For the United States, the challenge translates to “less ice” and “more traffic,” said Michael Emerson, the Coast Guard’s senior policy adviser for the Arctic.
As a result of the new challenges, an update to the nation’s Arctic strategy is planned to be released next month.
How we support commerce will be a major focus of the strategy, Emerson said. That includes looking at Alaska’s desire to expand economic opportunities for the state in its waters. He mentioned possibly building privately owned icebreakers as one way for the state to pursue that goal.
Current Coast Guard plans include surface life extension program work for USCGC Polar Star (WAGB-10) with the first new heavy icebreaker to enter the inventory in 2023. Overall, the Coast Guard is working toward having three heavy icebreakers and two new medium icebreakers to work alongside USCGC Healey (WAGB-19).
Retired U.S. Navy Rear Adm. Timothy Gallaudet, acting undersecretary of Commerce for oceans and atmosphere, said the private sector is outspending the government in research and development in the region. He said Washington needed to leverage those private investments in topics like unmanned surface and undersea gliders to unmanned aerial systems to monitor wildlife, fisheries, and changing ice conditions.
“We have an NOAA charting plan for the Arctic,” he said. Only about five percent of its waters are now charted and NOAA is looking to private industry to help with the effort.
Maj. Gen. Ilkka Laitinen, deputy chief of the Finnish Border Guard, said Arctic nations need to share findings in the realm of situational awareness, search and rescue and best operating practices to make the Arctic a safer place to operate.
The Border Guard in Finland has responsibilities similar to the United States Coast Guard, as well as other responsibilities similar to the U.S. Border Patrol and immigration.
Korea, France and Japan, as well as China, all sent research vessels into northern waters last year.
“We need to welcome that kind of cooperation,” Emerson said.
“There is a great amount of knowledge we can draw from China.”
While there are border disputes in the Arctic, nations have worked to minimize points of conflict, said Commissioner Jeffery Hutchinson, of the Canadian Coast Guard.
The region “provides an opportunity for shared research and understanding,” he said.
“The Arctic is not a place where we have a race [to determine] who gets what.”
Likewise, Laitenin said Finland and Russia which share more than a 1,600-mile border work together to handle affairs in that area. “It is a given fact that we are in touch with our neighbor.”
The northern polar route, closest to Russia, has seen the greatest increase in traffic, several panelists noted. The traffic is most commonly petroleum or liquefied natural gas shipments where the shipping season in longer and less obstructed with islands.
In a shift of emphasis in Ottawa, Hutchinson said Canada is also looking to draw on the historical knowledge of the indigenous people in the Arctic as it looks at development and challenges. “We have to find room for traditional knowledge.”
One new factor in looking at maritime operations in the Arctic is the two-pronged Polar Code now in place.

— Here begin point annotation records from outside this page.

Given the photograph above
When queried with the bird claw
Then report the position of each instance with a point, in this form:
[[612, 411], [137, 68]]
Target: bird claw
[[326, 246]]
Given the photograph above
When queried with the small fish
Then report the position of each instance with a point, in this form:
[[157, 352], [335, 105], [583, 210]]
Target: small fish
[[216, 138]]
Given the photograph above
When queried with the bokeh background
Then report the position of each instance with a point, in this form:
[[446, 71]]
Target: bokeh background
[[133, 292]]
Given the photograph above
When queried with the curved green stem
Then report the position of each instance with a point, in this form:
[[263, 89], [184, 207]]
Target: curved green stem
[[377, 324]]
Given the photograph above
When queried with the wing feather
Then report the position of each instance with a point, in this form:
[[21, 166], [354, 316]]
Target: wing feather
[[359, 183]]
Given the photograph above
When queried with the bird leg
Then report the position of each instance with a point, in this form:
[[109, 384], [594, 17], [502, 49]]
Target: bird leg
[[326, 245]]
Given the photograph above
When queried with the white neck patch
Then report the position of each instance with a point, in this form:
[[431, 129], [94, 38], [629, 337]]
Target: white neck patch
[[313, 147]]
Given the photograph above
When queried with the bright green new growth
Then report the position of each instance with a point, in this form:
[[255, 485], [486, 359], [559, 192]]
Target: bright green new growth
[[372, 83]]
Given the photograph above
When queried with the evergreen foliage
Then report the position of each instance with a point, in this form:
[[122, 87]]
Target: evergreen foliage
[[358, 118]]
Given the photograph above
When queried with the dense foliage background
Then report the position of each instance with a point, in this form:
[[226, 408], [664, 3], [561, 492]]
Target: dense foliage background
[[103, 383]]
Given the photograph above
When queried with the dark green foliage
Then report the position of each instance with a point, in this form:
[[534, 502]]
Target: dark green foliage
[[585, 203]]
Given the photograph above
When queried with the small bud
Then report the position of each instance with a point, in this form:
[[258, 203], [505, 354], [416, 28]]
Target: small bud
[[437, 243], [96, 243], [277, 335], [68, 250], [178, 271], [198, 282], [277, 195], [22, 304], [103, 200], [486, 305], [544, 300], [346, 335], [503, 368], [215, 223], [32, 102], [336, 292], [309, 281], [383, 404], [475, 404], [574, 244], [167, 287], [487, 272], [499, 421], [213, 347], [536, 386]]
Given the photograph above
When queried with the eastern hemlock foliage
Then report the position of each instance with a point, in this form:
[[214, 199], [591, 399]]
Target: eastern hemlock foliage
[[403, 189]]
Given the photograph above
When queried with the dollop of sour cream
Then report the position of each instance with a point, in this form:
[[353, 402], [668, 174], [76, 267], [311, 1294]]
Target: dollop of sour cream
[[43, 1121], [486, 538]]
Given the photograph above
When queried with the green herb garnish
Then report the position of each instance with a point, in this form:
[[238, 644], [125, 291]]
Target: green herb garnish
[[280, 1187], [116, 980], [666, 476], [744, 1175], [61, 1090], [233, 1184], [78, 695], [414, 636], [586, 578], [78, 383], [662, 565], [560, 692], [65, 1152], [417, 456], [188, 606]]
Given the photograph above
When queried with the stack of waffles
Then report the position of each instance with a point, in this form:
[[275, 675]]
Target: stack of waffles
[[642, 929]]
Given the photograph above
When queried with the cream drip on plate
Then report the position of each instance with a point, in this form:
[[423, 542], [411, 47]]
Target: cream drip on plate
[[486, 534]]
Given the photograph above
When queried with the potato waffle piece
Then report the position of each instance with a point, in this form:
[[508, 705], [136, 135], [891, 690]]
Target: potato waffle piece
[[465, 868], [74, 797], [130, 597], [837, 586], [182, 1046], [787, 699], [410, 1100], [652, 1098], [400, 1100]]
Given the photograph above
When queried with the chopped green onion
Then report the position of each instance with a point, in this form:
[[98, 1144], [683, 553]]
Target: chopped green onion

The first prong covers shipbuilding and design; the second covers master and crew training and operations.
“The Coast Guard will be enforcing that,” Emerson said, as well other Arctic Council nations. While “no one told [the Crystal Serenity cruise ship] not to go through” the Northwest Passage this year as it has in the past, he added that no American ship has yet received a “certificate of operation” for those waters. “This is not a –come-as-you-are-waterway.”